For completeness I'm posting the 'Wait state action table (WSAT)', which
determines the DIAGxx action(s) to take for various wait states. I'm surprised
at how short this table is.
Entries are of the form frrrrwww, where
f
represents flags
rrrr
represents the reason code
www
represents the wait state code
The '0010'b flag indicates that SADMP is to be IPLed.
The '0001'b flag indicates that z/OSĀ® is to be IPLed.
Both flags on ('0011'b) indicates that SADMP is to be IPLed, followed by z/OS.
The '1000'b flag indicates that any reason code (for this wait state code)
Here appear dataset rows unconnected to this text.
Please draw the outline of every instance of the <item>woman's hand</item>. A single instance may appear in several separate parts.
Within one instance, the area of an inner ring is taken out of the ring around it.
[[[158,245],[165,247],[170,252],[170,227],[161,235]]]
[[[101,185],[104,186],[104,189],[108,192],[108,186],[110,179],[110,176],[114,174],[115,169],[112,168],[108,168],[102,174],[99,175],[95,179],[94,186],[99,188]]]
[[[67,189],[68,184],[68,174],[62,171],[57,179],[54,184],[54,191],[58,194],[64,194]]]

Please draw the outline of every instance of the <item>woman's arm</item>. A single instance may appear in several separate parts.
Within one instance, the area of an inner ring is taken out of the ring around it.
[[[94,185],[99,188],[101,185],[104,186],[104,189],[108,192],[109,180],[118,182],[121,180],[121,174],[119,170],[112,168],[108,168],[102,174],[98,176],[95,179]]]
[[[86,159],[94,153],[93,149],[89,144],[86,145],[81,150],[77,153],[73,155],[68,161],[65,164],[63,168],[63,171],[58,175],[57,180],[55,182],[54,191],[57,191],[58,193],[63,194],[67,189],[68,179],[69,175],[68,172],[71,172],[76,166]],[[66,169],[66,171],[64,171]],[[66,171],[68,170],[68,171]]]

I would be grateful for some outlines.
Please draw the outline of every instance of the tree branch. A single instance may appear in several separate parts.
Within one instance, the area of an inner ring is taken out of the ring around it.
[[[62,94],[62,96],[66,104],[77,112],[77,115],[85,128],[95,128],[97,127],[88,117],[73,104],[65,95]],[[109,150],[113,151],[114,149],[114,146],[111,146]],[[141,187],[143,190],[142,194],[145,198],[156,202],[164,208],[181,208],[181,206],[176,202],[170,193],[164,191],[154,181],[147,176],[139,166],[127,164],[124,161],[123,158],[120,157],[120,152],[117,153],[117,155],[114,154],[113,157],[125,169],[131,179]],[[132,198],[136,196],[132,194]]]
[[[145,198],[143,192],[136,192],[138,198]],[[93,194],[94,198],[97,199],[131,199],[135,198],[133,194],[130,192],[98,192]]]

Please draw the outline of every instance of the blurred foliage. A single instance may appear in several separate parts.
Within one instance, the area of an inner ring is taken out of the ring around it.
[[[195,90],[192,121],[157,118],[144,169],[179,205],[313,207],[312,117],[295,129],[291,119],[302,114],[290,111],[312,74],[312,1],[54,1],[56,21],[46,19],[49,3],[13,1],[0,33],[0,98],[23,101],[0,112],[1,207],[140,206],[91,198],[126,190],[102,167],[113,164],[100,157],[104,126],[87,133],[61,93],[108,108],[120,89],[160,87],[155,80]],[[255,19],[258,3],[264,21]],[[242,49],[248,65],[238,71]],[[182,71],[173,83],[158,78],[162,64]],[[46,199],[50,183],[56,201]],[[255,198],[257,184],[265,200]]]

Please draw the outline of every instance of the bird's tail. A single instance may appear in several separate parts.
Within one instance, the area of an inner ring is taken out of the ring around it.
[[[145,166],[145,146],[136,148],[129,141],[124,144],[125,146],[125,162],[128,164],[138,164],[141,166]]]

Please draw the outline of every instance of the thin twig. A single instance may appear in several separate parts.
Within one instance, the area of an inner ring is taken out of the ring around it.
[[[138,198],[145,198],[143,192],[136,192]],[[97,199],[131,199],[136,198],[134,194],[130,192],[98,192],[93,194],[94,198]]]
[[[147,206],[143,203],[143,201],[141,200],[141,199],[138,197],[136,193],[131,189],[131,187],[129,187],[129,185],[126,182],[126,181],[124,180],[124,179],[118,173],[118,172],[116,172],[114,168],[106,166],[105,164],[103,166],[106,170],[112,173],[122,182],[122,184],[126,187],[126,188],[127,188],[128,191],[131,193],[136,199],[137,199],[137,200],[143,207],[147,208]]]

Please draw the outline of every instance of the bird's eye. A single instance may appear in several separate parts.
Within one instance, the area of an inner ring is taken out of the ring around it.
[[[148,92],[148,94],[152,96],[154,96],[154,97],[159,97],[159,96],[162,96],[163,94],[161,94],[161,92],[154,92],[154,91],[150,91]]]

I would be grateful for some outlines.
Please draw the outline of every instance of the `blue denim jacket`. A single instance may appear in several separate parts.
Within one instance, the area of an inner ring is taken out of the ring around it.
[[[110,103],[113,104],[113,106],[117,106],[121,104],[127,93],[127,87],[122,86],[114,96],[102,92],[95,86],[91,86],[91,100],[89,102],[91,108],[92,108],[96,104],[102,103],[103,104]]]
should be considered a match.
The entries coded into the WSAT as of this writing are as follows:
X'000040A2'
X'1017C0A2'
X'201800A2'
X'301840A2'
X'200010B5'
X'200020B5'
X'A0000007'
X'A0000009'
X'A0000037'
X'A0000039'
X'A0000056'
.
.
.
J.O.Skip Robinson
Southern California Edison Company
Electric Dragon Team Paddler
SHARE MVS Program Co-Manager
323-715-0595 Mobile
626-302-7535 Office
[email protected]
-----Original Message-----
From: IBM Mainframe Discussion List [mailto:[email protected]] On Behalf
Of Gerhard Adam
Sent: Tuesday, June 07, 2016 12:42 PM
To: [email protected]
Subject: (External):Re: Testing SFM policy
You can write a simple assembler program to load a WAIT PSW that is disabled
for interrupts or you can modify the RESTART NEW PSW in the PSW with the wait
bit on and disabled for interrupts.
If you use the RESTART NEW PSW, then a PSW RESTART should result in your system
going into a wait state.
Both should kill your system.
Adam
-----------------------------------------From: "Jesse 1 Robinson"
To:
Cc:
Sent: Tue, 7 Jun 2016 19:19:08 +0000
Subject: Re: Testing SFM policy
Testing was semi-successful. On one hand, QUIESCE stopped the system.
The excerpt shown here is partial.